Open mattflo-outpace opened 5 years ago
I can confirm. I've wired up a local build with line 265 commented out and it prevents the extra GET on the new url.
The only real purpose of track_links()
is to ensure that a tracking request can get out before the page unloads when a user clicks a link. So normally you just wouldn't use it for a SPA, since you can just fire off normal track()
calls in your click handlers or router functions.
That being said, if you prefer the track_links()
API of providing global selectors and want it to support this option, we'd be happy to accept a pull request.
Cool. That makes sense. We will continue to consider if this is the best direction for us to go and will consider a PR. Thanks!
Hi @tdumitrescu, as @mattflo-outpace mentioned, that is helpful.
Perhaps it's worth adding that we're working with a site where we're attempting to have them add our script to the page (which in turn loads mixpanel and tracks various events) without having direct access to the underlying codebase. If you have any suggestions for adding mixpanel to what is essentially a black box SPA from outside, those would be helpful, otherwise I think you're safe to close this issue. Thanks again for your reply.

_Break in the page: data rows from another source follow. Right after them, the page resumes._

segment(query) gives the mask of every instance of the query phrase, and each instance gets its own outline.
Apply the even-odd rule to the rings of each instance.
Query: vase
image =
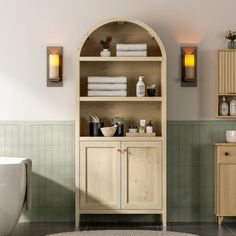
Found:
[[[110,52],[107,48],[104,48],[104,49],[100,52],[100,56],[101,56],[101,57],[110,57],[110,56],[111,56],[111,52]]]
[[[228,41],[228,49],[236,48],[236,42],[234,40]]]

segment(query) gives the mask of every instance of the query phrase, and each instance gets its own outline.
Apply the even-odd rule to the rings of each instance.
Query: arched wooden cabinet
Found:
[[[112,37],[111,57],[100,40]],[[147,56],[118,57],[117,43],[147,43]],[[158,35],[133,19],[103,22],[78,52],[76,119],[76,225],[81,214],[159,214],[166,226],[166,52]],[[127,76],[126,97],[87,95],[88,76]],[[155,97],[136,97],[138,76],[156,84]],[[155,137],[90,137],[89,116],[105,126],[124,118],[124,129],[152,120]]]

We are trying to add link click tracking to our app which uses react-router and running into the same issue as @mattflo-outpace. Has anybody come up with a good work around for react-router links?
I'm noticing a strange behavior when I click a link wired up with
track_links
. It appears this code is breaking the single page application nature of our application by causing the browser to invoke a GET on the new url.https://github.com/mixpanel/mixpanel-js/blob/master/src/mixpanel-core.js#L248-L265
Maybe
track_links
needs to be able to accept an option that allows us to specify that the window.location should not be tampered with.